In 1839 the Jewish community opened an elementary school for its children, approved by the authorities. Many non-Jewish respected members of G' also took part in the opening ceremony. S. Buchsweiller, a young teacher from Friedberg, was put in charge of the school. By the end of the 19th century, the Jewish school taught crafts as well as the regular curriculum. The Jewish teacher received his pay from the state treasury and taught Christian children as well. On the eve of the First World War, A. Kahn served as the teacher. His successor, H. Lichtenstein, stayed on until the closing of the school in 1929.

The community belonged to the Upper Hessen Rabbinate in Gießen.

The community continued to grow and in 1861 reached its peak with 186 members (26.9% of G' population); towards the end of the century there was a gradual decline as a result of urbanization and immigration.

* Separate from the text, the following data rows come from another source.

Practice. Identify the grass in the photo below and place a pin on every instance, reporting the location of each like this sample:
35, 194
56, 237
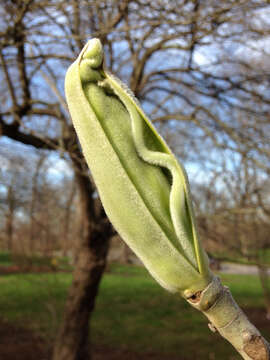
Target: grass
132, 311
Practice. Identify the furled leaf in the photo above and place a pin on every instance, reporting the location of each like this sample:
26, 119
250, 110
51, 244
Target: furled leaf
143, 188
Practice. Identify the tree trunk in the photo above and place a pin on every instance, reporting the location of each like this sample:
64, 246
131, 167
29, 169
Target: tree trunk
72, 342
265, 282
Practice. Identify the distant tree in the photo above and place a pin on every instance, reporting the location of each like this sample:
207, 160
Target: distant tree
194, 65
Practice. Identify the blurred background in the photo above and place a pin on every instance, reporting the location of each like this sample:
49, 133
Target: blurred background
201, 71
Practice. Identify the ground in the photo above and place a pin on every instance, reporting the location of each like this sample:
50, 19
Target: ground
17, 343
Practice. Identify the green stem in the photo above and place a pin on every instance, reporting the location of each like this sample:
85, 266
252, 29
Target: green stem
226, 317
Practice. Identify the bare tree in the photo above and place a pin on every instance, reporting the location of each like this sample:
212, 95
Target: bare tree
188, 62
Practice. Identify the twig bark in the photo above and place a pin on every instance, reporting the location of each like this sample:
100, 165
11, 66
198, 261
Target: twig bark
226, 317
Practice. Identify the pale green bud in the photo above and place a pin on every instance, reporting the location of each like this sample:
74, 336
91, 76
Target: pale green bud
143, 188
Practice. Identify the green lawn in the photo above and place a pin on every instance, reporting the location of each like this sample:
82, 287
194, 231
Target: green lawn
132, 311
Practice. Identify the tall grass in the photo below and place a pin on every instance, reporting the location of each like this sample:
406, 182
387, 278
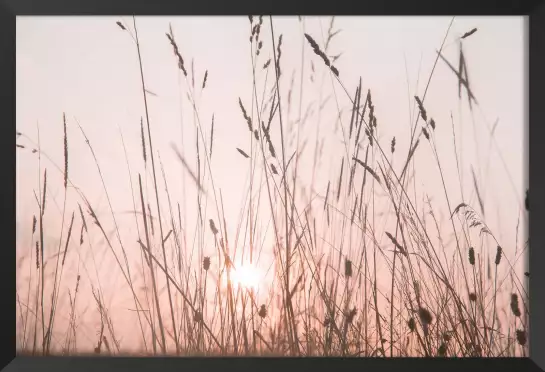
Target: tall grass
328, 293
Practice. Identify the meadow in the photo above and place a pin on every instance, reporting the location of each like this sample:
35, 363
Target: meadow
305, 224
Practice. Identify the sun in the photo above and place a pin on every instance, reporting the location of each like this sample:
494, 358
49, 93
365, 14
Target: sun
247, 276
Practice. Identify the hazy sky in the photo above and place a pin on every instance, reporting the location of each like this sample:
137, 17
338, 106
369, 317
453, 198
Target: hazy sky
88, 68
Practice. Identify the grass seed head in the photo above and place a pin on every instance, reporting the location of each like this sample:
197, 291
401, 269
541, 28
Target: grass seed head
515, 305
521, 337
472, 256
206, 263
213, 227
348, 268
412, 324
498, 255
262, 311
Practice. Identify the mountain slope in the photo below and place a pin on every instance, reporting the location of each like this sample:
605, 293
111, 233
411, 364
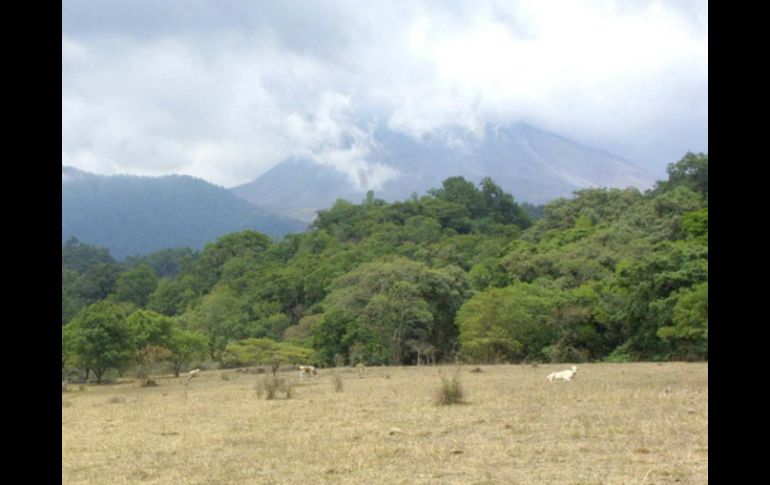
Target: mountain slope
138, 215
533, 165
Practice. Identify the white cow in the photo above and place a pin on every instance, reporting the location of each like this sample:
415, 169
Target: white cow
307, 371
565, 375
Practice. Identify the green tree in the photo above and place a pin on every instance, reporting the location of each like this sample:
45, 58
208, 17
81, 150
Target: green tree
689, 330
513, 323
691, 171
385, 305
98, 338
185, 346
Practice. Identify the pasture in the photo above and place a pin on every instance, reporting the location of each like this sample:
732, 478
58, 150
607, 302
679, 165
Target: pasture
642, 423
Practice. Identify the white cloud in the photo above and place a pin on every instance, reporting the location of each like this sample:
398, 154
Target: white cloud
226, 93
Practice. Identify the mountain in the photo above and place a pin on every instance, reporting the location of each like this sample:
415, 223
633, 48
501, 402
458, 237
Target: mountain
533, 165
138, 215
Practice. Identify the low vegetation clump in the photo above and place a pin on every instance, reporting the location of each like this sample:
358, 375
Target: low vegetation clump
450, 391
271, 386
337, 382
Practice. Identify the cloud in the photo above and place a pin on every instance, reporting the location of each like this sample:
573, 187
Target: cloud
226, 90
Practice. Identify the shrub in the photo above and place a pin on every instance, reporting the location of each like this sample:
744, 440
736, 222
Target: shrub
337, 381
450, 391
270, 386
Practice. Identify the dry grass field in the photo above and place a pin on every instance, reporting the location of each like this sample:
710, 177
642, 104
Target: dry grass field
613, 424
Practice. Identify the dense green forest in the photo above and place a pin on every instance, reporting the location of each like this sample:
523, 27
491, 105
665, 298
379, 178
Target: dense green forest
463, 272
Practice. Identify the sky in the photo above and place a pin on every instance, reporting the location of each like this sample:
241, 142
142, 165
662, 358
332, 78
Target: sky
224, 90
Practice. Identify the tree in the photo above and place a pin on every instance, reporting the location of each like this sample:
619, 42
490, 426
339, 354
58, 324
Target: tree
513, 323
385, 305
185, 346
98, 338
689, 332
691, 171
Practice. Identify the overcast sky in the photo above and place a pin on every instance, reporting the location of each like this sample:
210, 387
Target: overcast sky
226, 89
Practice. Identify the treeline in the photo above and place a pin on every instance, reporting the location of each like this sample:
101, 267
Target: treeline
461, 272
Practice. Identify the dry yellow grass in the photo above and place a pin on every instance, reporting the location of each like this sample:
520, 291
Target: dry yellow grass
613, 424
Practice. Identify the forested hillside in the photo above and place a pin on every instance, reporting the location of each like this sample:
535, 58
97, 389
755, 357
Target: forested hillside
139, 215
462, 272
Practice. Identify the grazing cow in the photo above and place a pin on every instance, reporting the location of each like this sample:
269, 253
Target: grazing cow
565, 375
307, 371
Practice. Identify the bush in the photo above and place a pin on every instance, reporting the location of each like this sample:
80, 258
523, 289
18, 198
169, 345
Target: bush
271, 386
619, 355
450, 391
263, 351
337, 381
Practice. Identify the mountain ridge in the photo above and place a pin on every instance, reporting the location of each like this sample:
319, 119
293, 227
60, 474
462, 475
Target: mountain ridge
533, 165
134, 215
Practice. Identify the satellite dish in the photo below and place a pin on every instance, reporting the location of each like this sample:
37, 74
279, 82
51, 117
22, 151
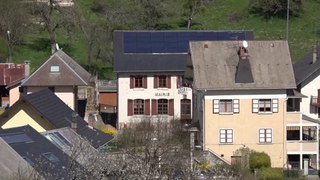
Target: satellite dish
245, 44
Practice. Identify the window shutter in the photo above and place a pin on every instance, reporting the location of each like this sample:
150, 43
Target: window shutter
171, 107
154, 107
236, 106
147, 107
168, 82
255, 105
145, 82
275, 105
216, 106
131, 82
155, 81
179, 81
130, 107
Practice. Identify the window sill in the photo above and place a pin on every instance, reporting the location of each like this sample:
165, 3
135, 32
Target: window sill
138, 89
226, 113
265, 113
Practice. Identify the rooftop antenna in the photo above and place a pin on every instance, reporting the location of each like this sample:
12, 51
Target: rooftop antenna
244, 43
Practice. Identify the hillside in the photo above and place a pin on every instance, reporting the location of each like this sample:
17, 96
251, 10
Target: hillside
304, 32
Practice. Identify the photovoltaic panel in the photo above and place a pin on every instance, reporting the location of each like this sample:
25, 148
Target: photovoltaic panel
172, 42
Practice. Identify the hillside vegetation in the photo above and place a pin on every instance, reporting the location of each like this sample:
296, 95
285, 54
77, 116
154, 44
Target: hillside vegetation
98, 18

At the beginning of the 20th century, most Jews made their living from different types of commerce; others were craftsmen – butcher, baker, tailor, two shoemakers, leather worker and upholsterer.

From the second half of the 19th century, Jews took an active part in the general G' society and public activities and also enlisted to the Army. A local Jewish sergeant was awarded the Iron Cross in 1871. During the 1st world war there were many local Jewish soldiers who later joined the veterans' club of G'. Jews were also standing out in the local sports club. The teacher, Lichtenstein, made a speech at the opening of the local sports hall and David Jacob was a member of the board of the sports club up until 1935(!).

Towards the end of the 19th century, a chapter of the anti-Semitic party by Bekel was founded in G' (disassembled in 1904).

In the Reichstag elections on 14th September 1930, the Nazis got 26.4% of the overall votes and became the largest party in G' and by the elections to the Landtag on the 19th June 1932 they gained 81% - almost twice as the Hessen average (44%).

 

Under Nazi Rule

The last to head the Jewish community was Sigmund Schwab. David Jacob served as prayer leader. In 1933 the embargo on the Jews of G' was almost absolute; more than half of them have left G' by the autumn of 1938.

At first light of 7th November 1938, local youths set the synagogue on fire. It seems that the whole village knew about their plans. On 'Kristallnacht', some local citizens tied the baker, Moses Kahn to a pole and beat him until his blood spattered the wall. According to the testimony of William Steinberger, who left G' and returned as a US Army sergeant, the rioters stuffed the baker into his oven and cut off his tongue. He was sent along with the rest of the Jewish men to Buchenwald where he died after several weeks.

After 'Kristallnacht' the remaining Jews hurried to leave. The last two Jews left for Gießen on October 1939. 23 of G' Jews immigrated – to the US (10), France (4), Israel (4), Netherlands (2), Switzerland, England and Rhodesia, 34 Jews moved to other places in Germany mostly to Frankfurt, one Jew died in G' and another as a result of the 'Kristallnacht' riots. Some of the Jews, who moved to other towns in Germany, were transported to the camps and perished. In 1941, the Gestapo arrested a non-Jew from G' who was accused of showing sympathy to Jews in public; he was released after an investigation. During the Nazi rule, both cemeteries were desecrated; headstones were used as curb stones in policemen's gardens until they were returned after 1945.

 

After the War

The charges against the arsons of the synagogue were dropped when it came to light that the two main perpetuators died on the Russian front.  

The Jewish cemeteries are cared for today by the local council. A memorial was set there in 1975 to commemorate the Jewish community.